Concept Of Hypothesis Testing

Author: Eiko

Time: 2024-12-28 15:59:49 - 2025-01-03 12:56:59 (UTC)

Reference:

Theoretical Statistics by Robert W. Keener
Probability Theory by Eiko
Foundations of Modern Probability by Olav Kallenberg

Let $θ \in Ω$ be some parameter space and $Ω = Ω_{0} \cup Ω_{1}$ be a partition of this space, $X \sim P (X | θ)$ be certain law. $H_{i}$ is a hypothesis that $θ \in Ω_{i}$ .

Hypothesis testing aims to tell which of the two competing hypotheses $H_{0}$ or $H_{1}$ is correct by observing $X$ .

Test Functions

Non-Randomized Tests

A non-randomized test of $H_{0}$ versus $H_{1}$ can be specified by a critical region $S$ , so if $X \in S$ we reject $H_{0}$ in favor of $H_{1}$ .
Power function $β_{S} : Ω \to R$ describes the probability of rejecting $H_{0}$ given $θ$

$β_{S} (θ) = P (X \in S | θ)$
Significant level $α$ is the small error calculating the worst error rate of falsely rejecting $H_{0}$ when it is true.

$α_{S} = sup_{θ \in Ω_{0}} β_{S} (θ) .$

In theory we would want $β_{S} (θ) = 1_{Ω_{1}}$ which would imply $α_{S} = 0$ , but this is not possible in practice.

Randomized Tests

Sometimes instead of giving a critical region $S$ or equivalently a function $1_{S}$ , we give a critical function $φ (x)$ instead, reflecting the probability of rejecting $H_{0}$ . Then a non-randomized test is just a special case of $φ = 1_{S}$ .

In this case, the power function is

$β_{φ} (θ) = E (φ (X) | θ)$

and the significant level is

$α_{φ} = sup_{θ \in Ω_{0}} β_{φ} (θ) = sup_{θ \in Ω_{0}} E (φ (X) | θ) .$

The main advantage of randomized tests is that they can form (convex) linear combinations.

Simple Hypothesis And Simple Tests

A hypothesis is simple if $Ω_{i}$ is a singleton.

Neyman-Pearson Lemma

Assume $H_{0}$ and $H_{1}$ are both simple, in this case there is a Neyman-Pearson Lemma describing all reasonable tests.

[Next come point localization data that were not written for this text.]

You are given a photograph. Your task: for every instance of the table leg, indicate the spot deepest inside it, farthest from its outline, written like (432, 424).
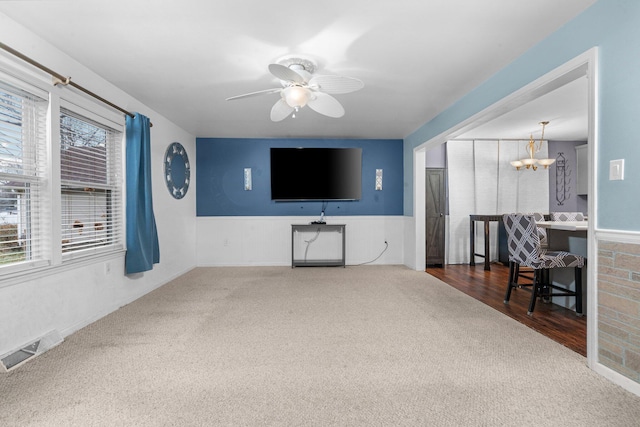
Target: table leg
(472, 242)
(487, 257)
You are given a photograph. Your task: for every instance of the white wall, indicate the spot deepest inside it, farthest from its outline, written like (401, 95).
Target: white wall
(257, 241)
(70, 297)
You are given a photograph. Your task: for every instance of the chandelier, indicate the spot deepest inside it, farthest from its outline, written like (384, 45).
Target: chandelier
(532, 148)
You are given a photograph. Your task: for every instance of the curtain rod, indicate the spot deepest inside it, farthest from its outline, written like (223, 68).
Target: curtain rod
(60, 79)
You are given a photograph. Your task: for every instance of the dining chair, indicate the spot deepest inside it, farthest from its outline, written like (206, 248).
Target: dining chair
(566, 216)
(525, 249)
(527, 273)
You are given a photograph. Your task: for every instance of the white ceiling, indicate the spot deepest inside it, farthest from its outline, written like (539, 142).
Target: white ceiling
(416, 57)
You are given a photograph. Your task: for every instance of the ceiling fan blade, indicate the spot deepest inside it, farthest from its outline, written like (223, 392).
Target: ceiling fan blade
(280, 111)
(326, 104)
(260, 92)
(285, 73)
(336, 84)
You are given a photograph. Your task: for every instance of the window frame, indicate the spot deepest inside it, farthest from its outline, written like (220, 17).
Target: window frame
(15, 73)
(116, 188)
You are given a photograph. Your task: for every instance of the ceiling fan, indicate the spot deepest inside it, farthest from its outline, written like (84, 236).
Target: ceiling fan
(300, 87)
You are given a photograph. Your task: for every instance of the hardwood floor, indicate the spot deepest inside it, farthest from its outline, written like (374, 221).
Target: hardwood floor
(558, 323)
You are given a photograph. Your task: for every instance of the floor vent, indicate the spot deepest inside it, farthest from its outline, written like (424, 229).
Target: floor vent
(35, 348)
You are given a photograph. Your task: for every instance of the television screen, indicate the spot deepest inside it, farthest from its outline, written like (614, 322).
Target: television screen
(316, 173)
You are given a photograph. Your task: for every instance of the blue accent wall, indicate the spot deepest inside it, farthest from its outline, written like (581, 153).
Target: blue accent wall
(614, 27)
(220, 164)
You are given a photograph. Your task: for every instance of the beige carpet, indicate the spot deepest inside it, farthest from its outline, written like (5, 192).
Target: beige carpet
(370, 345)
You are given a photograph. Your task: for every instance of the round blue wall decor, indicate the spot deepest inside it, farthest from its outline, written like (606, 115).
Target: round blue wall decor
(177, 172)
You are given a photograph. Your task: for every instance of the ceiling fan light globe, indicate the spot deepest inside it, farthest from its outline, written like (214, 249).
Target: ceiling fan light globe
(296, 96)
(546, 162)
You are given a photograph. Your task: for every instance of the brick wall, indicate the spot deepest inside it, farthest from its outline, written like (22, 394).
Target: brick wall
(619, 307)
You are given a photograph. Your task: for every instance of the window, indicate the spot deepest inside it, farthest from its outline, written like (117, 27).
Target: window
(61, 179)
(90, 167)
(23, 165)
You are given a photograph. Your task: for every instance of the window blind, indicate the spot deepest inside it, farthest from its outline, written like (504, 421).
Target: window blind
(90, 177)
(23, 162)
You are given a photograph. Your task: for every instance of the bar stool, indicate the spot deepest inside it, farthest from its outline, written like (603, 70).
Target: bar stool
(523, 241)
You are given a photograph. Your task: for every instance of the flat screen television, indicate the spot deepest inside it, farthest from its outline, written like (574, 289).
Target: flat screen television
(316, 174)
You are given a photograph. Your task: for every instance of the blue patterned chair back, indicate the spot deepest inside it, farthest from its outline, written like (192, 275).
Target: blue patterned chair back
(567, 216)
(523, 239)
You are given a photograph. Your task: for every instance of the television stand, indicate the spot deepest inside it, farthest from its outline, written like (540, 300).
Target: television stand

Let $μ_{1} = P (X | θ_{1})$ and $μ_{0} = P (X | θ_{0})$ be the distributions of $X$ under $H_{1}$ and $H_{0}$ respectively.

We have

$α_{φ} = μ_{0} (φ) = \int φ (x) μ_{0} (d x)$ $β_{φ} (θ_{i}) = μ_{i} (φ) = \int φ (x) μ_{i} (d x) .$

We would want to choose $φ$ such that $μ_{0} (φ) \to 0$ and $μ_{1} (φ) \to 1$ . Consider maximizing $β_{φ} (θ_{1})$ subject to $α_{φ} \leq α$ .

Lagrange Multiplier Lemma

Let $k \geq 0$ be any constant, then maximizing $μ_{1} (φ) - k μ_{0} (φ)$ gives the function $φ^{*}$ maximizing $μ_{1} (φ)$ subject to $μ_{0} (φ) \leq α$ , here $α = μ_{0} (φ^{*})$ .

$\begin{aligned} φ^{*} & \in {argmax}_{φ} (μ_{1} (φ) - k μ_{0} (φ)) \\ \subset {argmax}_{μ_{0} (φ) \leq α} μ_{1} (φ) . \end{aligned}$
Moreover, any function $φ^{* *}$ maximizing $μ_{1} (φ)$ subject to $μ_{0} (φ) \leq α$ must have $μ_{0} (φ^{* *}) = α$ .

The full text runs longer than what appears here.